The valid commands for the robot arm that manipulates blocks are:

（翻译：问题是要分析一系列命令，这些命令指示机械臂如何操做位于平台上的块。最初在表上有n个块（从0到n-1编号），对于全部0≤i<n-1，块bi与块bi + 1相邻，以下图所示。块是：）

 

move a onto b where a and b are block numbers, puts block a onto block b after returning any blocks that are stacked on top of blocks a and b to their initial positions.
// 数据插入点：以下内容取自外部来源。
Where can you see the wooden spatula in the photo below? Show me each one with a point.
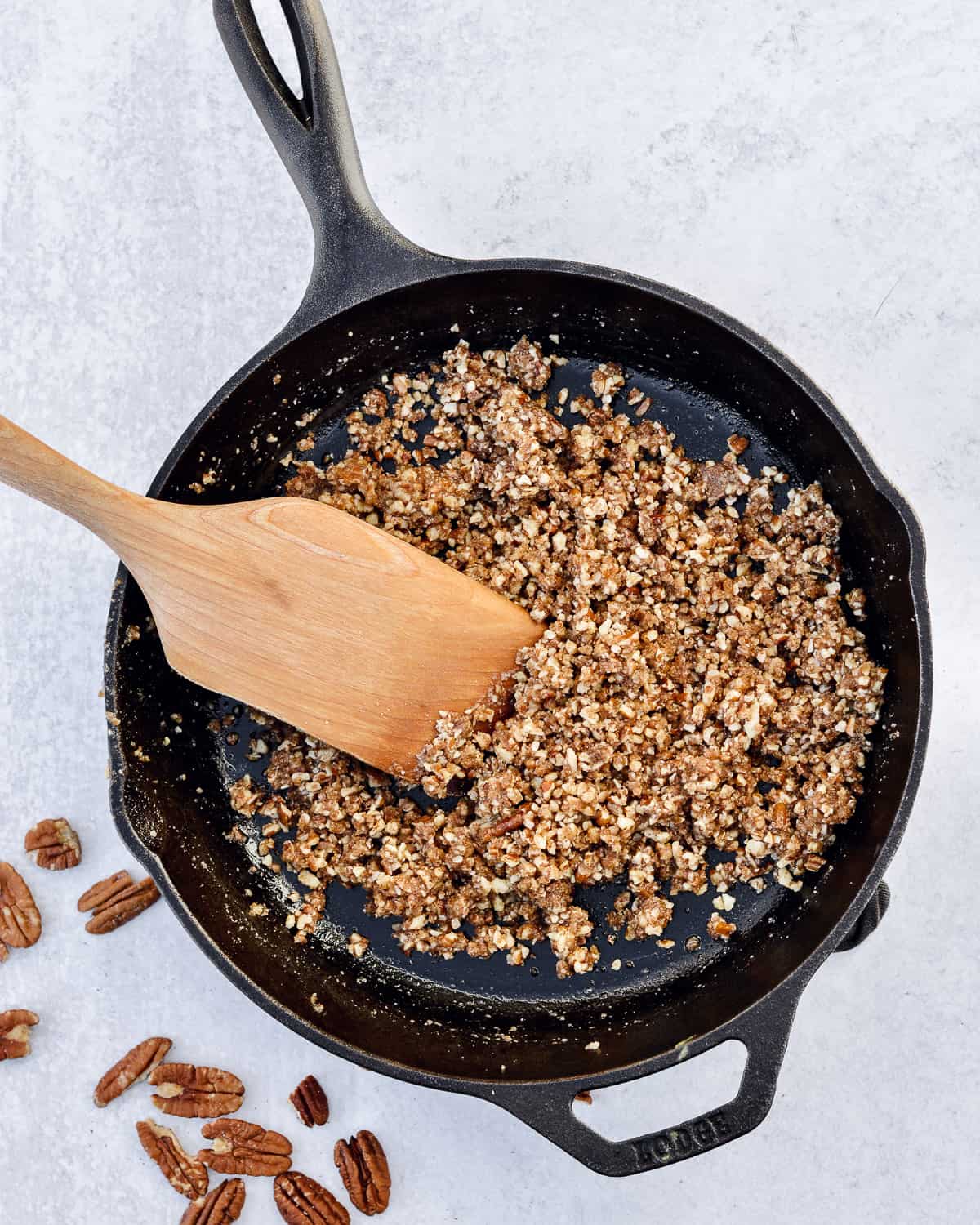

（其中a和b是块编号，将堆叠在块a和b顶部的全部块返回到其初始位置后，将块a放置到块b上。） move a over b where a and b are block numbers, puts block a onto the top of the stack containing block b, after returning any blocks that are stacked on top of block a to their initial positions. （其中a和b是块号，在将堆叠在块a顶部的全部块返回到其初始位置以后，将块a放到包含块b的堆栈的顶部。）

 

pile a onto b where a and b are block numbers, moves the pile of blocks consisting of block a, and any blocks that are stacked above block a, onto block b. All blocks on top of block b are moved to their initial positions prior to the pile taking place. The blocks stacked above block a retain their order when moved.

（其中a和b是模块编号，将由模块a和堆叠在模块a上方的全部模块组成的一堆模块移动到模块b上。发生堆以前，块b顶部的全部块均移至其初始位置。堆叠在上方的块在移动时保持其顺序。）

pile a over b where a and b are block numbers, puts the pile of blocks consisting of block a, and any blocks that are stacked above block a, onto the top of the stack containing block b. The blocks stacked above block a retain their original order when moved.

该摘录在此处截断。